今日からはじまる恋の話
「俺は宇津見零士っていう人間が好きだ。それだけじゃお前の傍にいたい理由にはならねーの?」
俺は今まで大きな壁をいくつも感じてきた。
男とか女とかそんなの関係ないって思いながらも、自分が一番気にしていて、鈴村のことを遠ざけようとした。
始まりがあれば終わりがあって、前へ進んで行ってしまう鈴村とは違って、俺はひとりに戻るだけ。

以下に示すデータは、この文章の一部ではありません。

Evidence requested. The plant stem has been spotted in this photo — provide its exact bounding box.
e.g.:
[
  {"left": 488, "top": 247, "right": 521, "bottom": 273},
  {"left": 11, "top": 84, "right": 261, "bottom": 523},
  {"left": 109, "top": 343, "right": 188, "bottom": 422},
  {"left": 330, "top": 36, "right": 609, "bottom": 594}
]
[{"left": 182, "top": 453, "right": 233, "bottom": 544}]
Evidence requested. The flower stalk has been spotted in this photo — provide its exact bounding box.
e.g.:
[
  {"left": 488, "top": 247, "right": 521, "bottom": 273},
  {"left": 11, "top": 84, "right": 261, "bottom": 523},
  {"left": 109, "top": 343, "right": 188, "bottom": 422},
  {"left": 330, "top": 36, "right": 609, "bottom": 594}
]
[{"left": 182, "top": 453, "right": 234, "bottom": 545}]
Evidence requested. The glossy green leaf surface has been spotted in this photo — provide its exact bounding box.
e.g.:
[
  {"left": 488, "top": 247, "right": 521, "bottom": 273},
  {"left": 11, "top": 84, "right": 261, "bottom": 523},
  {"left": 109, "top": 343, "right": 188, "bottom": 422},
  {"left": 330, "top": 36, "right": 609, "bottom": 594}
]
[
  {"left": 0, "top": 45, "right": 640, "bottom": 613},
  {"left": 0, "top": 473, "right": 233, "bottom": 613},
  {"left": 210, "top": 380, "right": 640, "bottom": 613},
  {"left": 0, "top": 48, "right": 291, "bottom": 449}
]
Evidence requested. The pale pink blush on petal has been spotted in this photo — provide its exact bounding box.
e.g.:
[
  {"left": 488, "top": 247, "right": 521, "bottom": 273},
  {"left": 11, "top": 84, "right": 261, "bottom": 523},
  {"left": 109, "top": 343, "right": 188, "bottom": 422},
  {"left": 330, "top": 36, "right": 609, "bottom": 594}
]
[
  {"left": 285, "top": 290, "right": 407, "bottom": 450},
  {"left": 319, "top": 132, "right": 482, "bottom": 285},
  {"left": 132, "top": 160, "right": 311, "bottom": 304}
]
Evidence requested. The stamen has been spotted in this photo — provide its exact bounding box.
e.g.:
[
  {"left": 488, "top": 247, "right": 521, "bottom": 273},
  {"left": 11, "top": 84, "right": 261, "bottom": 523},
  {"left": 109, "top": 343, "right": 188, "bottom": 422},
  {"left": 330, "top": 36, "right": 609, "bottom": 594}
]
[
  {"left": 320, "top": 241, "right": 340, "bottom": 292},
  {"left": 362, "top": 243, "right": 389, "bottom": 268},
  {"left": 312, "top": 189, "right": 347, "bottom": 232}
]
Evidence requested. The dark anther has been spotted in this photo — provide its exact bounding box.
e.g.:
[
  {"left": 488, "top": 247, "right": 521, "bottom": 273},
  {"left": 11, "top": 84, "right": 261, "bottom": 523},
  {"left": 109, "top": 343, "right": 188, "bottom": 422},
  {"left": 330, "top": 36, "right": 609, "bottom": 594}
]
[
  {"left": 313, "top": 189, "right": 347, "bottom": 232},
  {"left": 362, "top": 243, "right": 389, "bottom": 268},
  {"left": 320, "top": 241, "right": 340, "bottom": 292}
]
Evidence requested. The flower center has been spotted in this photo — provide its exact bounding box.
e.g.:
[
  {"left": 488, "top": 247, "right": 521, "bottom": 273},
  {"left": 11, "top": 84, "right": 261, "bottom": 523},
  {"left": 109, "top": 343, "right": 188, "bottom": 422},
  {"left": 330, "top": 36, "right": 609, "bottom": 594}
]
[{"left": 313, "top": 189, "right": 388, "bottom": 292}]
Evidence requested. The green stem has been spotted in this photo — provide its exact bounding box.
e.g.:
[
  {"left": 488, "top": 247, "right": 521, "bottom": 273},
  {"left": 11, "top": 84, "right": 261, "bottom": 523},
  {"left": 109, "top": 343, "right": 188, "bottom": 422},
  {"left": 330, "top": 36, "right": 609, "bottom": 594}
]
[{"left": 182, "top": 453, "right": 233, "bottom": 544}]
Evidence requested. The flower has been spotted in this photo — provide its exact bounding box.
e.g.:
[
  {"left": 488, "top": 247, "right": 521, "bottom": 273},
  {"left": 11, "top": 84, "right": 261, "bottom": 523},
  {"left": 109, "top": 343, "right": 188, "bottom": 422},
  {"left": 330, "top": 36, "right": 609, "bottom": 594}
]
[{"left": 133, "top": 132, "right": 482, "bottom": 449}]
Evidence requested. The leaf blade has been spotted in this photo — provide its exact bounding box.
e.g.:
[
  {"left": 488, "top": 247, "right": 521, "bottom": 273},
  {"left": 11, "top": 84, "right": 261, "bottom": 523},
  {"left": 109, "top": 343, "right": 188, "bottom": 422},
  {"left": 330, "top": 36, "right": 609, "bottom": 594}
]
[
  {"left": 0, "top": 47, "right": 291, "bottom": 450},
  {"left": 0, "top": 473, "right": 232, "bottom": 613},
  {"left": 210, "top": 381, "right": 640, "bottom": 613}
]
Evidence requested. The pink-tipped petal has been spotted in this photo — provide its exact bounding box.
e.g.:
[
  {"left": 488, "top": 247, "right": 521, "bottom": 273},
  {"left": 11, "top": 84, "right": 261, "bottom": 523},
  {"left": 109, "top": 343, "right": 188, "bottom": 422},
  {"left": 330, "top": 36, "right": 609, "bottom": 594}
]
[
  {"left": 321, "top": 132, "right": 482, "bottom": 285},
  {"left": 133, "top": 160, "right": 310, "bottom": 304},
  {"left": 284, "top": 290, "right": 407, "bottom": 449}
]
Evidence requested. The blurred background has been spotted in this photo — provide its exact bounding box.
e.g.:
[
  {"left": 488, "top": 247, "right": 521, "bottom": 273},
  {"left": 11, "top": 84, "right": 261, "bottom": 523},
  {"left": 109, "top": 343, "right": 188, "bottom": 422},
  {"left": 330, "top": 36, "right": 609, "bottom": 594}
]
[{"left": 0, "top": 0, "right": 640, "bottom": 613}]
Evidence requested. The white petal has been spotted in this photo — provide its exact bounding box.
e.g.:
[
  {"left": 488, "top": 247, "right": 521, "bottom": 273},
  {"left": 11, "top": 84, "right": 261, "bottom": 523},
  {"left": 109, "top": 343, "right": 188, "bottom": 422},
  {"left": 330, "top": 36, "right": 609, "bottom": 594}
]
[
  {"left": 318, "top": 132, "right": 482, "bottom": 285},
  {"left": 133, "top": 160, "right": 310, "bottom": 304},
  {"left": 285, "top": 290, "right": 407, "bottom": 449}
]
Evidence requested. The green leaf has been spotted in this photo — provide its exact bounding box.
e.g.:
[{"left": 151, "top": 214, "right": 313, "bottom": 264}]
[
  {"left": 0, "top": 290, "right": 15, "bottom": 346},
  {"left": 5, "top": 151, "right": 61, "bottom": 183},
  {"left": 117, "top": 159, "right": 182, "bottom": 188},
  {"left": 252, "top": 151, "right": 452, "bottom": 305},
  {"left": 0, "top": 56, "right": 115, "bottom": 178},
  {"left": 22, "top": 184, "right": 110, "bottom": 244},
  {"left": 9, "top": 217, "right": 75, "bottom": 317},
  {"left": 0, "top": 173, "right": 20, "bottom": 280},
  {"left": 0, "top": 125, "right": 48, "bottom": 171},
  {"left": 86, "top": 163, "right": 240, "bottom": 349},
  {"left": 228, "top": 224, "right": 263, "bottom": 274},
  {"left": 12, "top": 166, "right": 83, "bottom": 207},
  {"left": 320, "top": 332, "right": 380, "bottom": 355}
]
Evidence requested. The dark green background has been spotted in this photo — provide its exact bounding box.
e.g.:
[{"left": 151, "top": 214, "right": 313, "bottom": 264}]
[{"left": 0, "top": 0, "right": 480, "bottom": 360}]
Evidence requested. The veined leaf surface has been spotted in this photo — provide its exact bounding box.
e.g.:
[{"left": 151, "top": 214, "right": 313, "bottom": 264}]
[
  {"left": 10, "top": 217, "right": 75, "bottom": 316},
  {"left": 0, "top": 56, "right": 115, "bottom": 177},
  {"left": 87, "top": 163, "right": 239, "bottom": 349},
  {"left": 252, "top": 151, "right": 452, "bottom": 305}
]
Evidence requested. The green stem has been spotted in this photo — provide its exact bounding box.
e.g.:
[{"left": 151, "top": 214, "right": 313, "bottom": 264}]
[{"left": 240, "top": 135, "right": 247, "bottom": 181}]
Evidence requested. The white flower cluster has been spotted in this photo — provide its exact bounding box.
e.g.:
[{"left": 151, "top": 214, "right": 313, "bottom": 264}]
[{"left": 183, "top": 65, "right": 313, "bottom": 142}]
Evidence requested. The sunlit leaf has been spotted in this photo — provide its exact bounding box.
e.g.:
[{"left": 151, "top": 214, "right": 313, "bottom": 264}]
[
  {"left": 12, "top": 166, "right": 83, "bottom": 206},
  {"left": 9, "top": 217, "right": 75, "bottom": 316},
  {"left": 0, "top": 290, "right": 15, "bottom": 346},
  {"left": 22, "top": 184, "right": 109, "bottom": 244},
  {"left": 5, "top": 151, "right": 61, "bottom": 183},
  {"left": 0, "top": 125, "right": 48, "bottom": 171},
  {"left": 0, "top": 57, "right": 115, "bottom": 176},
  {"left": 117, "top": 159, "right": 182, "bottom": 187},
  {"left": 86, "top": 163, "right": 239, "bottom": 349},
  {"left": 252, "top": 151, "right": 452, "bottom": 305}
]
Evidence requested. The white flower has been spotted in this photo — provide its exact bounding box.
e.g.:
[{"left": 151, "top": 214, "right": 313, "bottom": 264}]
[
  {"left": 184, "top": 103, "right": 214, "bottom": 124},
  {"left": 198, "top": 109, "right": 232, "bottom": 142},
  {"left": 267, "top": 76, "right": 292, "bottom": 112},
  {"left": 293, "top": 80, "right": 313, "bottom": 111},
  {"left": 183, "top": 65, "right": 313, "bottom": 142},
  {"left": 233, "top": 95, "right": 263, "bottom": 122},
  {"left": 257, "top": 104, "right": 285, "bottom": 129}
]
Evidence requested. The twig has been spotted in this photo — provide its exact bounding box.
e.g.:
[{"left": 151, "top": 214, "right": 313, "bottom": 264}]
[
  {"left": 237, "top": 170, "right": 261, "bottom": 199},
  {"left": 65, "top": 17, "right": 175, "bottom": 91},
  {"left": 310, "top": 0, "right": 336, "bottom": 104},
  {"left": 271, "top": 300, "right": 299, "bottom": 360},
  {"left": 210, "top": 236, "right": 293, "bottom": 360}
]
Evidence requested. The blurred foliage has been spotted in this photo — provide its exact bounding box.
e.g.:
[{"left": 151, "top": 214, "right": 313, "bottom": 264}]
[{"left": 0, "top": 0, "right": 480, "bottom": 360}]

そんなのは耐えられないし、乗り越えられる自信もない。
だけど今、俺の頭の中では祈りにも似た想いが駆けめぐっている。
鈴村は運命の人ではないのかもしれない。
でも、運命の人を待つのではなく、自分で運命の人を決めていくことだってできるはず。
もうあれこれと考えずに恋をしていいのなら。
恋をしたい相手を選んでもいいのなら……。
「俺も鈴村の傍にいたい」
そう言って強く鈴村の体を抱き返した。
いくつ障害があっても、誰になにを言われても、鈴村からもらった勇気があれば大丈夫。
きみがいれば、なんにも怖いことなんてない。
鈴村が嬉しそうに笑った。俺もつられて笑った。
その瞬間、甘い香りが俺たちを包んだ。
それは、優しい林檎の匂いだった。